# vibration once lowered



## Chefmaster87 (Mar 30, 2011)

That sucks to hear I really want to lower the car, really bad. Well if you hear that u can fix the vibartion please make a video or pictures on how to fix it thanks man


----------



## osiris10012 (Feb 4, 2011)

I wonder if thats just an issue with the holden cruze because i have mine(cruze LT) lowered 1.6in(40.6mm) in the front and 1.2in(30.48mm) in the rear and have no vibration issues. Now granted you are about 5 mm lower in the front than i am but i would still think i would be getting the vibration issue if there was one. You may have different driveshafts in yours due to the difference in motor selection for the holden, but i am not sure. the only issue i have with mine is that the rear is creaking when i go over a speed bump and the rear tires get pushed up pretty far but while driving under normal conditions i have had no issues. I am going to try and figure this creaking out i am thinking its either my shocks or the springs rubbing on themselves. i will keep you all updated.


----------



## Ian_12 (Aug 19, 2011)

I doubt it is the halfshafts unless its been abused pretty bad. Could be an unbalanced tire, tire with abnormal wear before lowering, or even alignment still out. How old is the car before it was lowered? Also, when lowering, any irregularities with suspension, steering, and tires can be accentuated.


----------



## Sheldon (Jul 25, 2011)

Car had done 1500kms when it was lowered, currently at about 1700km mark. Not abused, wheel alignment was pretty much spot on after lowering but I had it done anyway for my peice of mind. Tyres are fine, no irregular wear and or balance issues. If it was tyres I would notice it at higher speeds aswell.
Everything is tight and there is no clearance issues with suspension and or guard clearances.

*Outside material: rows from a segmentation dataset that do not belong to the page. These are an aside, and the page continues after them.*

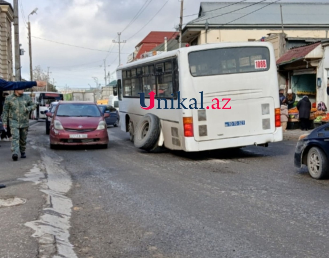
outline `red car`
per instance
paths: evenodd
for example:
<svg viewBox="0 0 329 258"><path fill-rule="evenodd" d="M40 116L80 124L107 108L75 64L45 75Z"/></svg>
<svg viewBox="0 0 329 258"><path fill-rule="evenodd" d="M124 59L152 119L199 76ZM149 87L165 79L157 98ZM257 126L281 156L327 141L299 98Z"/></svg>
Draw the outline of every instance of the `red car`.
<svg viewBox="0 0 329 258"><path fill-rule="evenodd" d="M53 114L49 136L50 148L59 145L98 145L107 148L109 136L105 118L97 105L92 102L60 101Z"/></svg>

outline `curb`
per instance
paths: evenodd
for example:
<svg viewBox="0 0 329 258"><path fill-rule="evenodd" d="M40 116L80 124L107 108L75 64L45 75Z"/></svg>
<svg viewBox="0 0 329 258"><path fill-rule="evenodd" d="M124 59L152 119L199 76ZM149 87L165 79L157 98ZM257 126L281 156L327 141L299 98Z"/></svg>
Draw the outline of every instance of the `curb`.
<svg viewBox="0 0 329 258"><path fill-rule="evenodd" d="M38 120L33 120L33 121L29 121L29 125L31 126L31 125L33 125L34 124L35 124L37 123L38 122Z"/></svg>

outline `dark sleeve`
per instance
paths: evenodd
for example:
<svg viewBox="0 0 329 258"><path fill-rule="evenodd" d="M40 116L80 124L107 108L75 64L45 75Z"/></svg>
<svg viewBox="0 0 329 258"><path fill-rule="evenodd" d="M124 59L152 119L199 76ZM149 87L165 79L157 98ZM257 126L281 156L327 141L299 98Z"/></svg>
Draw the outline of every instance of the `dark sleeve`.
<svg viewBox="0 0 329 258"><path fill-rule="evenodd" d="M0 79L0 90L16 90L37 86L36 82L7 82Z"/></svg>
<svg viewBox="0 0 329 258"><path fill-rule="evenodd" d="M297 106L296 106L296 107L297 108L297 110L299 110L299 107L300 107L300 100L299 100L299 101L298 102L298 103L297 103Z"/></svg>

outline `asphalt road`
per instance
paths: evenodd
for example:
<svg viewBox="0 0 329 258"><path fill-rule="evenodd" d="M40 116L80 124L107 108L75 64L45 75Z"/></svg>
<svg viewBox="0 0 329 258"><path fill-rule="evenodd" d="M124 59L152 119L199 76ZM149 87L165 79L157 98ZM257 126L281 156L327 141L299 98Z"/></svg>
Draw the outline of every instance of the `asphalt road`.
<svg viewBox="0 0 329 258"><path fill-rule="evenodd" d="M33 128L35 145L71 177L79 257L328 256L329 181L294 168L295 142L150 154L110 127L108 149L53 151L44 124Z"/></svg>

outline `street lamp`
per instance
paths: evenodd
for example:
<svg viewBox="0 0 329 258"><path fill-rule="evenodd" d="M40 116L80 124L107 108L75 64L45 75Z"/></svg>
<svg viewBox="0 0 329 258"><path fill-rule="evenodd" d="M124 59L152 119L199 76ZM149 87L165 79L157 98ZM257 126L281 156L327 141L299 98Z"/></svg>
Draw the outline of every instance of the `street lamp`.
<svg viewBox="0 0 329 258"><path fill-rule="evenodd" d="M28 29L29 30L29 52L30 55L30 76L31 77L31 81L33 80L33 71L32 68L32 46L31 44L31 26L30 23L30 15L33 15L34 14L38 14L37 13L37 11L38 10L37 8L36 8L31 13L29 14L27 16L29 21L27 23Z"/></svg>
<svg viewBox="0 0 329 258"><path fill-rule="evenodd" d="M97 100L98 100L99 98L99 90L98 86L98 78L97 77L91 77L94 79L94 80L96 83L96 89L97 89Z"/></svg>

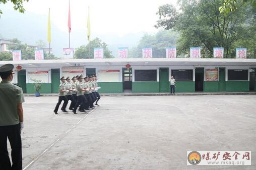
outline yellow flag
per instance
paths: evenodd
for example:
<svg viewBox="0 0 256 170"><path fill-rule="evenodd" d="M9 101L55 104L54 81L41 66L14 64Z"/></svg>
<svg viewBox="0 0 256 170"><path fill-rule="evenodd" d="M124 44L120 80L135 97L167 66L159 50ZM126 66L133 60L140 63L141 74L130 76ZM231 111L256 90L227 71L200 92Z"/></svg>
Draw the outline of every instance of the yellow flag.
<svg viewBox="0 0 256 170"><path fill-rule="evenodd" d="M49 16L48 17L48 32L47 40L49 43L51 43L51 20L50 19L50 9L49 9Z"/></svg>
<svg viewBox="0 0 256 170"><path fill-rule="evenodd" d="M88 17L87 18L87 40L90 41L90 36L91 35L91 24L90 23L90 12L88 7Z"/></svg>

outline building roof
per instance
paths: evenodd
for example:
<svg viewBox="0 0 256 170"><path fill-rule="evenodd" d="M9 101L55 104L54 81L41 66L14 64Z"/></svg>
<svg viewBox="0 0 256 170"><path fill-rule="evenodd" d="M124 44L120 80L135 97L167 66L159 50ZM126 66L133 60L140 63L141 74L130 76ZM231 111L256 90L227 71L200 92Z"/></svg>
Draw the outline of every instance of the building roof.
<svg viewBox="0 0 256 170"><path fill-rule="evenodd" d="M207 59L207 58L127 58L127 59L88 59L44 60L1 61L0 66L11 63L23 67L57 68L71 66L119 66L125 67L129 63L134 66L248 66L256 67L256 59ZM16 67L16 66L15 66Z"/></svg>

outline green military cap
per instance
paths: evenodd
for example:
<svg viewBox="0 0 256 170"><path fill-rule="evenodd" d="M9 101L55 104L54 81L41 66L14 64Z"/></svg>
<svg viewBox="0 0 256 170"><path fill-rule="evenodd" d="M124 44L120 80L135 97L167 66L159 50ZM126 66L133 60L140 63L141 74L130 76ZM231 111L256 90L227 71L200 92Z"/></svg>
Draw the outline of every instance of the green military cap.
<svg viewBox="0 0 256 170"><path fill-rule="evenodd" d="M12 64L7 64L0 67L0 72L7 72L12 71L14 66Z"/></svg>

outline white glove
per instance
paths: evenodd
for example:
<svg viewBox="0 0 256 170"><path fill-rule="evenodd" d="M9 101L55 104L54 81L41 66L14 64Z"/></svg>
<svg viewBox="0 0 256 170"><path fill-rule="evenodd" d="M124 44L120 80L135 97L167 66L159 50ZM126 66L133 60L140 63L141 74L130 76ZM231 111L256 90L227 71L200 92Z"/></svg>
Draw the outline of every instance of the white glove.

I am going to take the car to a driveshaft shop and have them check the balance and test the balance at the angle of when the car would be once lowered, see if they can find something.


----------



## 72buickgs (Mar 20, 2011)

since the problem appears only when turning, i would suggest a half shaft angle problem at the wheel side knuckles/ujoint, when the wheels are turned.


----------



## kevin1214 (Feb 26, 2011)

Usually there are 2 problems that i could think of. My car is also lowered pretty low i can only put 2 fingers in the front and only 1 in the rear. Now, my car makes kind of a thudding sounds when i slowly turn the wheel at a standstill. For your vibrations to happen, i think its because they didn't install the springs properly, or they didn't align the spring to the structs. Are your wheels stock? or they aftermarket?


----------



## Sheldon (Jul 25, 2011)

Stock factory 17" alloys

Springs are seated properly.
The car vibrates going straight aswell


----------



## Mofolicious (Jun 19, 2011)

Had the same issue in my S40. It was slammed and the driveshafts did not like it at ALL. I also had a bitch of a time getting it to be adjusted perfectly as far as camber was concerned. Never was able to find that happy medium.

Other common causes of this issue can be mud "in the tires" throwing off your wheel balance, and cupping of the tires (which is usually caused by the camber being off. You say the toe was checked so I'm guessing that won't be an issue.) 

I'm going to keep an eye on this thread. Please keep it updated if you encounter any more possible solutions. Good luck.


----------